What does a dragon need gold for? They live in caves for free and eat cattle they don’t buy. A dragon needs its treasure hoard as much as a corpse needs its life savings, and yet…
… some big shots are hoping to cryogenically freeze themselves to not only achieve immortality, but wake up wealthy, per a fascinating report from Mother Jones.
What exactly happens when you’re frozen?
At the Alcor Life Extension Foundation in Scottsdale, Arizona, there are 225 frozen people (plus some pets). The process is a little Han Solo, a little Cronenberg body horror:
- Blood is swapped for a chemical that preserves organs.
- The corpse is injected with what’s essentially antifreeze.
- The body is cooled to -321 degrees Fahrenheit and stored in a tank — called a “Dewar” — full of liquid nitrogen, where it’ll remain until science finds a way to revive it.
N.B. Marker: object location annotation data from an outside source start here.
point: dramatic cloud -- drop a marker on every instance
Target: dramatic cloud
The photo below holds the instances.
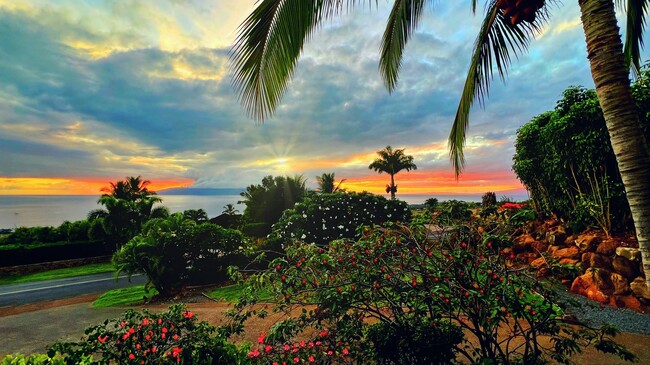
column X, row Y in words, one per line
column 98, row 90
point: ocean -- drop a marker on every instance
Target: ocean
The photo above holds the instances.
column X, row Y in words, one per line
column 52, row 210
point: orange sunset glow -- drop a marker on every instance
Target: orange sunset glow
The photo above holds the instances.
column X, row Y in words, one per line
column 71, row 186
column 437, row 182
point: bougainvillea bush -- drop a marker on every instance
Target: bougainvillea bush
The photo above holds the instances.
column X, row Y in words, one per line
column 322, row 218
column 172, row 337
column 401, row 289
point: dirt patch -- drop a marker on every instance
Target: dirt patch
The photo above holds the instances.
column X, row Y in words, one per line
column 30, row 330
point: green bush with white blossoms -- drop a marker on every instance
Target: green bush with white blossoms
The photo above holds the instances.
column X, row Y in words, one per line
column 322, row 218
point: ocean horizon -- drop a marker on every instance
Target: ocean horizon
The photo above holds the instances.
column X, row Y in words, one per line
column 52, row 210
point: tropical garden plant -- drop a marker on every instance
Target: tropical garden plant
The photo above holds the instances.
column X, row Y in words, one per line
column 265, row 202
column 128, row 205
column 172, row 337
column 400, row 290
column 271, row 40
column 322, row 218
column 327, row 183
column 391, row 162
column 176, row 252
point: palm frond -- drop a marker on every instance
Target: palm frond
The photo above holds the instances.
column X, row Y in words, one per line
column 401, row 24
column 497, row 42
column 637, row 11
column 269, row 44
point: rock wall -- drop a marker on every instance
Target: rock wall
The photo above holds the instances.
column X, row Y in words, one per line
column 610, row 270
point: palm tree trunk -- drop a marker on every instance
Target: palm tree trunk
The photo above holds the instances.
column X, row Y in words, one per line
column 611, row 77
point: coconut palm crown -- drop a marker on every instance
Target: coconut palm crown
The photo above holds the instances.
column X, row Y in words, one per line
column 271, row 39
column 391, row 162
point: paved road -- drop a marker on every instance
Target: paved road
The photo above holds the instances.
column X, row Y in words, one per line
column 17, row 294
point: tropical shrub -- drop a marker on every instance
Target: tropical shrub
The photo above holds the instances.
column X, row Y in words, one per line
column 36, row 359
column 325, row 217
column 175, row 252
column 452, row 211
column 411, row 283
column 266, row 202
column 565, row 160
column 431, row 204
column 489, row 199
column 172, row 337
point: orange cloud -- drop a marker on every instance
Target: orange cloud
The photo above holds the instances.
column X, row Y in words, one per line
column 437, row 182
column 73, row 186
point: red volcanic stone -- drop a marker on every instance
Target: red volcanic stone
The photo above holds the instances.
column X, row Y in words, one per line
column 585, row 285
column 570, row 240
column 608, row 247
column 538, row 262
column 620, row 284
column 526, row 239
column 601, row 261
column 567, row 253
column 587, row 242
column 568, row 261
column 630, row 253
column 539, row 246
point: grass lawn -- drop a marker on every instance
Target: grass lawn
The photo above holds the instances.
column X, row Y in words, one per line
column 134, row 295
column 231, row 293
column 58, row 273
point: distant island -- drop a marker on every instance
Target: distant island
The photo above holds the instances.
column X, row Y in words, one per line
column 201, row 191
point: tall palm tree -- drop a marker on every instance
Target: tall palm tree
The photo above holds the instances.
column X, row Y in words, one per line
column 327, row 183
column 271, row 38
column 391, row 162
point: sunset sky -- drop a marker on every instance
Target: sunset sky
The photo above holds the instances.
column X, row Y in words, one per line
column 92, row 91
This costs $200k+ for the whole body or $80k for just the brain — so, needless to say, they were probably rich in life…
… and probably want to be rich again
In the US, people must name a beneficiary and most states cap trusts at 90 years. For people who die normally, that’s not a problem. For people who expect to be revived in a century or two, it’s a concern. So:
- Some lobbyists are trying to extend how long a trust can last.
- Attorney Mark House told Mother Jones that he’s created ~100 “cryonic suspension trusts” since working on the estate of a frozen client a decade ago.
- One expert said they’d seen cryonics trusts that consider the rights of a bionic person containing a digital copy of someone’s mind — a la sci-fi series Altered Carbon.
Does it even matter, though?
In 1967, James Bedford, a 73-year-old man with terminal cancer, became the first person to be cryogenically frozen. He’s still frozen, currently at Alcor.
In fact, no one who’s been frozen has been successfully revived; scientists don’t know how, and many think they never will.
So all that money? It might be totally worthless, in pursuit of a fantasy about as real as a dragon.